6) Role: nginx (reverse proxy)
roles/nginx/templates/site.conf.j2
server {
listen 80;
server_name {{ domain }};
# Let’s Encrypt HTTP-01 challenge
location ^~ /.well-known/acme-challenge/ {
root /var/www/letsencrypt;
}
# React frontend
location / {
proxy_set_header Host $host;
proxy_set_header X-Real-IP $remote_addr;
proxy_set_header X-Forwarded-For $proxy_add_x_forwarded_for;
proxy_pass http://{{ react_host }}:{{ react_port }};
}
# Django API
location /api/ {
proxy_set_header Host $host;
proxy_set_header X-Real-IP $remote_addr;
proxy_set_header X-Forwarded-For $proxy_add_x_forwarded_for;
proxy_pass http://{{ django_host }}:{{ django_port }};
}
}
roles/nginx/tasks/main.yml
---
- name: Install nginx
apt:
name: nginx
state: present
- name: Create webroot for ACME challenges
file:
path: /var/www/letsencrypt
state: directory
owner: www-data
group: www-data
mode: '0755'
- name: Deploy site config
copy:
dest: "/etc/nginx/sites-available/{{ domain }}.conf"
content: "{{ lookup('template', 'site.conf.j2') }}"
- name: Enable site
file:
src: "/etc/nginx/sites-available/{{ domain }}.conf"

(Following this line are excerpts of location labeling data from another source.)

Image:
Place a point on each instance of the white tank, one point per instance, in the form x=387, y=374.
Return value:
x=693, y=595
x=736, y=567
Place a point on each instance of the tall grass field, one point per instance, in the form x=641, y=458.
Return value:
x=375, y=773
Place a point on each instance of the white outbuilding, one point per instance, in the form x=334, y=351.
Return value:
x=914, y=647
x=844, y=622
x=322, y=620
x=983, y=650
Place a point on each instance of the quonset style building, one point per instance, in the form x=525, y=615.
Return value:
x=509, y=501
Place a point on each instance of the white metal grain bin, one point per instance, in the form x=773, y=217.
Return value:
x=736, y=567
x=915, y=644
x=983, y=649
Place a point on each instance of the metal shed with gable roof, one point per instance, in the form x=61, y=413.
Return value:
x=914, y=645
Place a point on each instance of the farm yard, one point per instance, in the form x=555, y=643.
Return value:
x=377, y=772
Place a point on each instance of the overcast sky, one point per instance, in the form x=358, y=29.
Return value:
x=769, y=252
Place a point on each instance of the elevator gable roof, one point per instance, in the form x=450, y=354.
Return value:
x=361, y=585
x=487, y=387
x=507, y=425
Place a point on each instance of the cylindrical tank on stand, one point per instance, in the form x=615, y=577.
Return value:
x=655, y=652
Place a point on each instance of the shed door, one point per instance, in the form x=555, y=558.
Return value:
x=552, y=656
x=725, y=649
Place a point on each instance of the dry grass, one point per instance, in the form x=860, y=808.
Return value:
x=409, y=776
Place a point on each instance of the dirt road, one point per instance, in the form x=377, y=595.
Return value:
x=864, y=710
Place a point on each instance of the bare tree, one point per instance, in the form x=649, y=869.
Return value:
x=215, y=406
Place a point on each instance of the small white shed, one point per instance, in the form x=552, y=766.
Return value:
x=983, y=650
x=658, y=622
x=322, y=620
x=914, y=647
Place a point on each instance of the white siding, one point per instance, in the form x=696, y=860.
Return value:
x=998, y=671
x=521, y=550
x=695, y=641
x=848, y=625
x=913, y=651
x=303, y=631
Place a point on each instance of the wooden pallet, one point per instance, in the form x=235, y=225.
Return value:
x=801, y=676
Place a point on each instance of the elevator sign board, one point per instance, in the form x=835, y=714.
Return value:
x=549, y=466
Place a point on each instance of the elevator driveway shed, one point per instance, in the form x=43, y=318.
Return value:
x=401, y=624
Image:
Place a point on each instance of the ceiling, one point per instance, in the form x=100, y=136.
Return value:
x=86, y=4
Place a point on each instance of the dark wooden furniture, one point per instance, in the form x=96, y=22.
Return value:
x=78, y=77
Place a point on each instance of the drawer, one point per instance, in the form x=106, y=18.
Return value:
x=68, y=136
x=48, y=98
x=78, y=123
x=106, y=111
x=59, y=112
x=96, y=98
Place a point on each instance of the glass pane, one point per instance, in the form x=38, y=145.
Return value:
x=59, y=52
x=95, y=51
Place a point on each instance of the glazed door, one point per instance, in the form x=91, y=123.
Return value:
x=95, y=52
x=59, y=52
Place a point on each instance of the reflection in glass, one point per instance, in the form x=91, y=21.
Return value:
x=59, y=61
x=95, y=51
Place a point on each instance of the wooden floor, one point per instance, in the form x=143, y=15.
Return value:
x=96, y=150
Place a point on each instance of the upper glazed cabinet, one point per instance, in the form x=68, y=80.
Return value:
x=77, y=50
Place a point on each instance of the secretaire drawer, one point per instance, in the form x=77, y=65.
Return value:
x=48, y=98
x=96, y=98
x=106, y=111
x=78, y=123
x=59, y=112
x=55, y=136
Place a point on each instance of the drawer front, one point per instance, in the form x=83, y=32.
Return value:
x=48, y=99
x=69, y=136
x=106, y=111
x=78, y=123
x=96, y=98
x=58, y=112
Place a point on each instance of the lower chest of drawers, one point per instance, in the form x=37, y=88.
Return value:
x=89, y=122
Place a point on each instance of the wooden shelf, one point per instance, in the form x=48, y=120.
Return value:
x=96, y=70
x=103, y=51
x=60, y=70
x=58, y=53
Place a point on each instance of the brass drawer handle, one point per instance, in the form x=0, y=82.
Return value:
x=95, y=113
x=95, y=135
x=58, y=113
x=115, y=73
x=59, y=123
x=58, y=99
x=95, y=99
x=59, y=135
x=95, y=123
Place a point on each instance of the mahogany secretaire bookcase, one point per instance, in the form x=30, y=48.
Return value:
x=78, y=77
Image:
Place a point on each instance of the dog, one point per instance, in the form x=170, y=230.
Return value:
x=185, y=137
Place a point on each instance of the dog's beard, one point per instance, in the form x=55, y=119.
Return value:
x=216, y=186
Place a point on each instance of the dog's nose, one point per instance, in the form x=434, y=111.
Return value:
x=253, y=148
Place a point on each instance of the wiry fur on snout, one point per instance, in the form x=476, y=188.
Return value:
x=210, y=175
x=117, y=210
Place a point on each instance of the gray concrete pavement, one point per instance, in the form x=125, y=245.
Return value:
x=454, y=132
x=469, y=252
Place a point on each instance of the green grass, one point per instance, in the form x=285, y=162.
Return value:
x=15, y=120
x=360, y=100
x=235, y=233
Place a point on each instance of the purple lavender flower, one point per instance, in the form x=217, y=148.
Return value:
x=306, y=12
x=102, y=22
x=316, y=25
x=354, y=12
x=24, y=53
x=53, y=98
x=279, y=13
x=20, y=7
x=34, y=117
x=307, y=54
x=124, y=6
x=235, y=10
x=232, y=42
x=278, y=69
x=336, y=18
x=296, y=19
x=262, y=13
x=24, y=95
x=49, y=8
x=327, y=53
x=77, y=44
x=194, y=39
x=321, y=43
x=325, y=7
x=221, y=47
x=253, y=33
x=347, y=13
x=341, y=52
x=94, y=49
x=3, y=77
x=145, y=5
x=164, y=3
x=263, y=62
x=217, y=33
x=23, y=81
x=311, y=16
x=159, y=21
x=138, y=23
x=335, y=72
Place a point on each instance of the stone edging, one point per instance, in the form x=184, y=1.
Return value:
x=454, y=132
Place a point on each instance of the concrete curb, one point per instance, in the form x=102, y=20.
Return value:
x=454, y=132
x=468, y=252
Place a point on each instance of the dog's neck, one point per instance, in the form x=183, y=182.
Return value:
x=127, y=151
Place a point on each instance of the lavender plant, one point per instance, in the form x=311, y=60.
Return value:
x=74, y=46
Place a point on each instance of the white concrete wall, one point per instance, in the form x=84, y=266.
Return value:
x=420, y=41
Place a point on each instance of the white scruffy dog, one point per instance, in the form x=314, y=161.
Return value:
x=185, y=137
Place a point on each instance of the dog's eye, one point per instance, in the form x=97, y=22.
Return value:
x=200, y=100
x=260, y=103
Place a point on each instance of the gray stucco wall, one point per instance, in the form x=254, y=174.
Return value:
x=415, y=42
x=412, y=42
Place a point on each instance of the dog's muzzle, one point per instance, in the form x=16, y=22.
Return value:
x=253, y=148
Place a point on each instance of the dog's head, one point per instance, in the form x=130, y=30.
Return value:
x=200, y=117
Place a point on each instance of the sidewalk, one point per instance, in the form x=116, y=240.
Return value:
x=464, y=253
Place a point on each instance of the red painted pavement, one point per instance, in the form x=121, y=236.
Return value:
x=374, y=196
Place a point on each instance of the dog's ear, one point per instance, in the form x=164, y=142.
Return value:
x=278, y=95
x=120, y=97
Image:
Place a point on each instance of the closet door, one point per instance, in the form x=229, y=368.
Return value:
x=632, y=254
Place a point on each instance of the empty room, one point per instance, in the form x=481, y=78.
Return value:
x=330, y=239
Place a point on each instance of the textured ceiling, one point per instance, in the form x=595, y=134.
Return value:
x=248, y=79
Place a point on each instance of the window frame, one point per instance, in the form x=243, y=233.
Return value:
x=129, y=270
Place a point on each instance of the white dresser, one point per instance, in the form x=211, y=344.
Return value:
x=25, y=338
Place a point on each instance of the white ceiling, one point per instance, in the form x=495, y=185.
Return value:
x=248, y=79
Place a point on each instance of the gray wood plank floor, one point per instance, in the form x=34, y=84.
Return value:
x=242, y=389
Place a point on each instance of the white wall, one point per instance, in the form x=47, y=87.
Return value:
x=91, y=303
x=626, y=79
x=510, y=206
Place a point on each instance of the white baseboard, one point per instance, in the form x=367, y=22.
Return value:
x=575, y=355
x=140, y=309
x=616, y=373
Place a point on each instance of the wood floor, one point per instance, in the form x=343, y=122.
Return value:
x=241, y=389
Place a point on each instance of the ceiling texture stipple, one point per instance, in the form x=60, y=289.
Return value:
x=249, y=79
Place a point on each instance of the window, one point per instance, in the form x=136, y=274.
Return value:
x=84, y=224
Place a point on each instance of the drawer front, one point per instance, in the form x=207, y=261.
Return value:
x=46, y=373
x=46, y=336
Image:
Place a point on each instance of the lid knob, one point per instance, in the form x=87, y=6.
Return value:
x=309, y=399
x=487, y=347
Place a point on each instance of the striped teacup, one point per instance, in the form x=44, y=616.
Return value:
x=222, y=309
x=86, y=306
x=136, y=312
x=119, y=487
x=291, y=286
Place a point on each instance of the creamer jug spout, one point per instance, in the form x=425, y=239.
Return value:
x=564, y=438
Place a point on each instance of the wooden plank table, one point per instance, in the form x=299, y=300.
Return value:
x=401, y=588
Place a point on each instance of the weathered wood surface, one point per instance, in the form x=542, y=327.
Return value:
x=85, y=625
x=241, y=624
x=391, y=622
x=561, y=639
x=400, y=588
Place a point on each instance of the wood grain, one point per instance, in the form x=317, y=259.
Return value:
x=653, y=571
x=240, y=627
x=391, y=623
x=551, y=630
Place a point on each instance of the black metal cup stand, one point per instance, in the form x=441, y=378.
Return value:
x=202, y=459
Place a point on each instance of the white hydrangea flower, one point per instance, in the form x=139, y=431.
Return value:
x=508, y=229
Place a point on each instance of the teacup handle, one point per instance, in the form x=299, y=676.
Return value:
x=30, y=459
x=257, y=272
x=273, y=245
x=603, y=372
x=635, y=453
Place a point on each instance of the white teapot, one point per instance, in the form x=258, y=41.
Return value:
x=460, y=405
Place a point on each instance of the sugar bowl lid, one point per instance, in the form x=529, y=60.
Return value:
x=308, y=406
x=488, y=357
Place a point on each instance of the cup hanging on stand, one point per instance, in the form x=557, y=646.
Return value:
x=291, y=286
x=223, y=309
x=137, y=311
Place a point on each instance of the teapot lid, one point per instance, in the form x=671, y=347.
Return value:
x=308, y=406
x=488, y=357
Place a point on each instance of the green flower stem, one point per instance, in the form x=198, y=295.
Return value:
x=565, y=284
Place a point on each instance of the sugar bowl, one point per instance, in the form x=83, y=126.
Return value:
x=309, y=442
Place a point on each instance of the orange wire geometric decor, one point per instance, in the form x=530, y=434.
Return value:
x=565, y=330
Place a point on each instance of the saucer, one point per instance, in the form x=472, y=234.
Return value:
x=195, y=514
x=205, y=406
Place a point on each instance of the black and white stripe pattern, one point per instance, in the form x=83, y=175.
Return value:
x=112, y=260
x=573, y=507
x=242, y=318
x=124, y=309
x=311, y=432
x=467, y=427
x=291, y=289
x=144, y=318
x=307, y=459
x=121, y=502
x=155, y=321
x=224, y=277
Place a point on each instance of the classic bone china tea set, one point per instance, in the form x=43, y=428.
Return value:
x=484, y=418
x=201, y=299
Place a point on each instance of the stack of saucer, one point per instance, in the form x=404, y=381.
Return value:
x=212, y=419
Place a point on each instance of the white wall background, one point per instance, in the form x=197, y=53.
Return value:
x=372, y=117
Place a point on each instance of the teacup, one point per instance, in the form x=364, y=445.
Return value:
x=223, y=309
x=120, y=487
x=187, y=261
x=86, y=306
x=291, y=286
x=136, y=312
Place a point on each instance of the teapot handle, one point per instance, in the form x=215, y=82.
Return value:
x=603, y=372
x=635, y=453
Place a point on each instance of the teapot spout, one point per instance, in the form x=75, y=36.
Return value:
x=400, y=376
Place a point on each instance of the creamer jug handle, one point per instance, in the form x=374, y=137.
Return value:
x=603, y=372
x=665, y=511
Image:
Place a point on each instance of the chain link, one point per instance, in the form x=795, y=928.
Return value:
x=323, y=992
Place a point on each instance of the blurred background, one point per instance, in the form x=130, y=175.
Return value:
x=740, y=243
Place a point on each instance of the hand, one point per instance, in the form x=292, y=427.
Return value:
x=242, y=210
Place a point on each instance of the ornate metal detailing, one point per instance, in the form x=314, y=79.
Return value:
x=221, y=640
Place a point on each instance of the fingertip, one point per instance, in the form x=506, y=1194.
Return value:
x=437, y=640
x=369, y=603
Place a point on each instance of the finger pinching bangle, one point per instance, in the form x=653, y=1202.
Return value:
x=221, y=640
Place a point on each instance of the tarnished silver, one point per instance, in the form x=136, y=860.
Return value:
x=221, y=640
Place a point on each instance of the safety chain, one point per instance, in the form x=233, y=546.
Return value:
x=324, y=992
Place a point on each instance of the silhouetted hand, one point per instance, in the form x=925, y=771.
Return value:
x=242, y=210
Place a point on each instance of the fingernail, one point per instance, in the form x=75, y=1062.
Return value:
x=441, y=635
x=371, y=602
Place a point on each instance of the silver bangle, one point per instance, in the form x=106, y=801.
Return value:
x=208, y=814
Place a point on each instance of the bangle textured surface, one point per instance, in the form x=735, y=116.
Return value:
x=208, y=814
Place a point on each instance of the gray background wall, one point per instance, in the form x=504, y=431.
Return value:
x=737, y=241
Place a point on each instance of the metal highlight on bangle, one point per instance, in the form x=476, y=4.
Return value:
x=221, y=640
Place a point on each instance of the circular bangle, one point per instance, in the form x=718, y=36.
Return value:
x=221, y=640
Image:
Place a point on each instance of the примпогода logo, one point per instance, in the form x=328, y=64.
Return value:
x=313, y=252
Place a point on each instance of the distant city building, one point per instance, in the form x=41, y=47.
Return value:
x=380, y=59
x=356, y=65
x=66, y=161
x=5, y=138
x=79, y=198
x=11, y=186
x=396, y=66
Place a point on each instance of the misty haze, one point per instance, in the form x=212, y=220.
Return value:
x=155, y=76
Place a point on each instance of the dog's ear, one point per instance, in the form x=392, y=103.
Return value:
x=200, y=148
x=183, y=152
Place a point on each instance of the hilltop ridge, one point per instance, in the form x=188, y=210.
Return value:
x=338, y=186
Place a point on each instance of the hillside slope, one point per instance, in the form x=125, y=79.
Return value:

dest: "/etc/nginx/sites-enabled/{{ domain }}.conf"
state: link
- name: Remove default site if present
file:
path: /etc/nginx/sites-enabled/default
state: absent
- name: Test nginx config
command: nginx -t
register: nginx_test
changed_when: false
- name: Reload nginx
service:
name: nginx
state: reloaded
7) Role: certbot (issue TLS and reload nginx)
roles/certbot/tasks/main.yml
---
- name: Install Certbot for Nginx
apt:
name:
- certbot
- python3-certbot-nginx
state: present
update_cache: true
- name: Obtain/renew certificate (nginx plugin)
command: >-
certbot --nginx -d {{ domain }}
--non-interactive --agree-tos -m {{ admin_email }} --redirect
args:
creates: "/etc/letsencrypt/live/{{ domain }}/fullchain.pem"
- name: Ensure systemd timer for renewals is active
service:
name: certbot.timer
state: started
enabled: true
This uses the Nginx plugin to edit the HTTP vhost and add HTTPS + automatic redirection. If you prefer an immutable Nginx config, switch to the --webroot method and add an HTTPS server block to the template.
8) Run it
cd infra
ansible-playbook -i inventory/hosts.ini site.yml
When it finishes, visit https://{{ domain }} — the request hits host Nginx on 443, which proxies / to the React container and /api/ to the Django container. Certificates renew automatically.
Notes and tweaks
- Build pipelines: push your Django and React images to a registry (GHCR, Docker Hub) and deploy by tag.
- Static React: If your React image already serves static files via an embedded Nginx, the proxy works the same.
- Healthchecks: add
healthcheckto services andlocation /healthzin Nginx if useful. - Logs: use
docker logsor route to a collector (Loki, etc.). - Firewalls: open 80/443 only; block 3000/8000 from the internet by binding to 127.0.0.1 (as above).
That’s it — a tidy Ansible starter you can extend with roles for Postgres, Redis, or metrics.